Chinese appetite driving demand for takeovers of Australian vitamin companies
8th July 2016
With a strong Chinese appetite driving demand for Australian branded vitamins, Chinese companies are now going a step further and looking for takeover targets.
CSPC is one of China’s leading pharmaceutical companies, listed on the Hong Kong stock exchange with a market capitalisation of $US5.3 billion, and general manager Chen Haixiang has been in Australia hunting for buying opportunities.
“There are different ways we are interested in buying brands, for example, capital connections, buying 100 per cent shares, as well as to learn the technology and company in Australia,” he said via a translator.
Fellow Chinese health companies Beijing Scrianen and Ningbo Nuscan are also on the lookout for pharmaceutical, health and pharmacy chains to buy.
“After the free trade agreement with China and Australia the economic relationship is getting a lot closer than before, and a lot of Chinese consumers are really interested in Australian quality health products, so that’s why we’re interested in buying these Australian brands,” said Mr Haixiang.
One company in their sights is Nature’s Care, a Sydney-based supplement provider, up for sale for $1 billion.
The opportunity came after its rival Swisse was sold to another Hong Kong vitamins firm, Biostime, last year for $1.7 billion.
“What’s changed for us have been all really positive things. We’ve turned into an organisation that can now take on a global opportunity,” Swisse chief executive Radek Sali told the ABC.
For a while there it was three guys based here out of Melbourne betting the house anytime we did any sort of campaign to drive sales.
Mr Sali said the Swisse team had doubled in size along with its profits, and the company has opened offices in London, Guangzhou, Hong Kong and San Diego.
Swisse is now one of the best known health brands in China and claims to be the market leader both there and at home.
“In Australia we have about an 18 to 19 per cent market share – the Australian numbers are somewhat influenced by Chinese local consumers who are purchasing for families and sending product back,” said Mr Sali.
Grey market sales
A third of Swisse’s sales are through the grey market, where product is bought in Australia and posted to China undeclared.
The Chinese Government launched a crackdown on grey market sales earlier this year, doing more spot checks, while also introducing regulatory changes including a 12 per cent tax on foreign goods purchased via the internet.
“There’s probably about ten different ways that product gets into China and what the Government is trying to do is put some regulation around and some controls around what they’re referring to as some of those grey channels,” said Morgans analyst Scott Power.
For listed company Blackmores, uncertainty about the regulations has contributed to a 40 per cent drop in its share price after hitting highs of $220 a share in January.
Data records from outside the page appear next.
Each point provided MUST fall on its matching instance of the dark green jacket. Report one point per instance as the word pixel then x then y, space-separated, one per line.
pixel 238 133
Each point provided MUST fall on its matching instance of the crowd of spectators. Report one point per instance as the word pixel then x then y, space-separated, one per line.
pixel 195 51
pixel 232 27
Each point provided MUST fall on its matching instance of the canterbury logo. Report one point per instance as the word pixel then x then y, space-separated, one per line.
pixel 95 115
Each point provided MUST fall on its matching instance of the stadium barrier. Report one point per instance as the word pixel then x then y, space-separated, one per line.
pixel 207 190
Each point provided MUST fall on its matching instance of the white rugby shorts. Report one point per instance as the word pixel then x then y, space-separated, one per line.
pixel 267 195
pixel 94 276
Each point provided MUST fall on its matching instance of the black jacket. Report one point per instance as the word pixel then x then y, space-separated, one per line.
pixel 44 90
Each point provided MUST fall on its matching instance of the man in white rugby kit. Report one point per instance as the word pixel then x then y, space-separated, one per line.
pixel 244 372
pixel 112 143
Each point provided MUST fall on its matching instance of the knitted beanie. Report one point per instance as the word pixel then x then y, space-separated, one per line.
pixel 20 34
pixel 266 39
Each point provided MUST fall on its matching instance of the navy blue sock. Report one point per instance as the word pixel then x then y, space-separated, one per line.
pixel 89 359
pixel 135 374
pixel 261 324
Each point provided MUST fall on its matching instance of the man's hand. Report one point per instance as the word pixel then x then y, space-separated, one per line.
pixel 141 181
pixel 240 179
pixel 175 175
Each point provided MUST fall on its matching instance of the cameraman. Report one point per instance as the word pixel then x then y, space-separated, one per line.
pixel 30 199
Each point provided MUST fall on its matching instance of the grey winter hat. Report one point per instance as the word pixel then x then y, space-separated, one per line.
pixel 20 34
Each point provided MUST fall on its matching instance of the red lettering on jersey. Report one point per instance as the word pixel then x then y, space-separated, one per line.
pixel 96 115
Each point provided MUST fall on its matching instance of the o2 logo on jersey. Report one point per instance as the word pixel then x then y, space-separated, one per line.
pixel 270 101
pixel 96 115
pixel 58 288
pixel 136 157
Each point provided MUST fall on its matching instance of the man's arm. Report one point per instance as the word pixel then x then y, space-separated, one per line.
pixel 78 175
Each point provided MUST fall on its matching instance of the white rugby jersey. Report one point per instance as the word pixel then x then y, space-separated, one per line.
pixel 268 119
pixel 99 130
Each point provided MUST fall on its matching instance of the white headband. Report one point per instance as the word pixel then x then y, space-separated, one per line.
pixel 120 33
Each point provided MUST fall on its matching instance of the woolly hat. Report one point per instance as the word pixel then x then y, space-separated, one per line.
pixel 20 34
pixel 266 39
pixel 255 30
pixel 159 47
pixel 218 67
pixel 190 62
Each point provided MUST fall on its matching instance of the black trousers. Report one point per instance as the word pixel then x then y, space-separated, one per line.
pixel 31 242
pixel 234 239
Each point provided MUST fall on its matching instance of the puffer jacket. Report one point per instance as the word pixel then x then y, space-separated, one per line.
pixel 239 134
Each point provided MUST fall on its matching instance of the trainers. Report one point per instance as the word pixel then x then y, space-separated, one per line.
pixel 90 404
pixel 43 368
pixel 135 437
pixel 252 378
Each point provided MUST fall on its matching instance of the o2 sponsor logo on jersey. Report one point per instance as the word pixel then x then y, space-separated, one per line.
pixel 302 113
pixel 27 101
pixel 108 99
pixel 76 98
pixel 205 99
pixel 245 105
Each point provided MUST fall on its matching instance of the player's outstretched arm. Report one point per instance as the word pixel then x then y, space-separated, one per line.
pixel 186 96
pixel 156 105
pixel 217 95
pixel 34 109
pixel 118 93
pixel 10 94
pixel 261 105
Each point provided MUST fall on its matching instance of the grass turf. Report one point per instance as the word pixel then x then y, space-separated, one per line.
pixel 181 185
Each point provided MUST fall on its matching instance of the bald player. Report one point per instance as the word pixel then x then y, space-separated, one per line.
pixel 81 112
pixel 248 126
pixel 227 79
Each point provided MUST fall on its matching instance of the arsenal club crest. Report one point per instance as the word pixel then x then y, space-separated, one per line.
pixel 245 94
“When you look at Blackmores, the majority of their growth has really come from China. They’ve seen their profits surge about 80 per cent in the last full-year results,” said Andrew Page, an equities analyst at the Motley Fool.
“A big part of that has been driven by China. China now accounts or China related sales now account for around 40 per cent of their sales.”
However, Morgans analyst Scott Power said there are wider issues at play, including a general re-rating of high price-to-earnings stocks.
“Eighteen months ago the share price was under $100,” he said.
“Given the fairly tight nature of the register, when it was clear sales and profits were growing well above historical levels the market really pushed the share price up perhaps to extended levels.
“We felt when the stock was above $200 we were struggling with the valuation of fundamental metrics so we felt that it was due a pullback,” he said.
While some Chinese companies may have considered Blackmores as a potential takeover target, analysts said that it is most likely still too expensive.